Estos semblantes nobles, límpidos, castos, vibran al son no de la muerte o el dolor, ni de la represión. Cabezas pensantes son cabezas vivas, dotadas de coraje y dignidad. El espíritu que las mueve está contenido. Son como frascos con ojos. Tal nivel de patetismo recuerda a la estatuaria griega clásica, a su inventario de rostros tensos y afligidos, ligeramente virtuosos, gráciles, moderados, prendidos en un arrebato de serena grandeza. 

Justo frente a esta imagen, ocultos entre arbustos, unos cuerpos descabezados marchan silenciosamente. No son cadáveres, al contrario, son seres coartados. Esta masa es el reducto del hombre común. Son Los elegidos. 

Si bien en la pieza anterior era insistente el trabajo con la anatomía, en este caso es apremiante el manejo de los recursos vinculados con el espacio. Este «paisaje» es una apología a la profundidad como recurso visual. Pese al contexto pictórico determinado por cierto horror vacui, el entorno se dilata insospechadamente. El efecto resulta de la descomposición de las leyes de la perspectiva, pues la sensación de profundidad emana del escorzo de las líneas de fuga. Lo establecido, lo tradicional, el recurso del canon es torcido.
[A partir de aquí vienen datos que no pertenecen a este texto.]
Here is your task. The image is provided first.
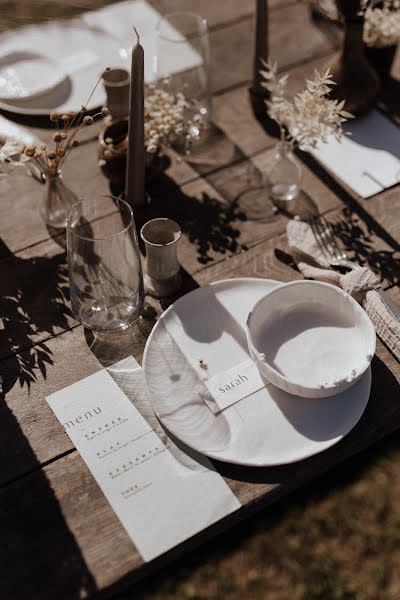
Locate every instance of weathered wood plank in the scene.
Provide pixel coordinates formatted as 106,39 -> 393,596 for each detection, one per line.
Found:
0,336 -> 400,599
0,197 -> 400,485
En estas obras queda entredicho el concepto de ser, mediante claras alusiones a la filosofía clásica, la metafísica, la estatuaria; la disección entre cuerpo y alma, mundo sensible y mundo de las ideas, apariencia y verdad. Más que el cuerpo, es su imagen escultural, es el despojo y herencia del cuerpo. Más que el cuerpo y la carne, es su cultura. De esta manera es revisitado lo que la representación significa para el pensamiento occidental. 

Un díptico funciona en la serie como vaso dilatador del discurso enunciado. En él toma códigos de la pintura histórica con cierto énfasis subversivo. En una sala ligera y traslúcida en la que se abren unos amplios ventanales, impregnada de asepsia, un sujeto muestra sus paranoias mientras espera al enemigo, aún. Lo ridículo, cual divertimento, señala el anquilosamiento de ciertos discursos. Afuera, entre los árboles, la bruma crece. 

BelikiTuman, frase tomada del idioma ruso, significa Gran Niebla. 

La irrupción de Rocío García en un ambiente cultural tan volátil como el nuestro, con una estética irreprochable, con un sentido de la belleza altamente refinado y un gusto implacable por la pintura, llama la atención sobre la función que debe jugar hoy la poesía. 

Hoy la batalla real es conquistar lo bello más allá de las estéticas de mercado, el arte de ocasión, la fruición contemplativa, la falsedad; lo aparente, lo negociable; lo políticamente correcto, lo políticamente incorrecto y la egolatría. 

Una obra de arte auténtica debe ser intransigente.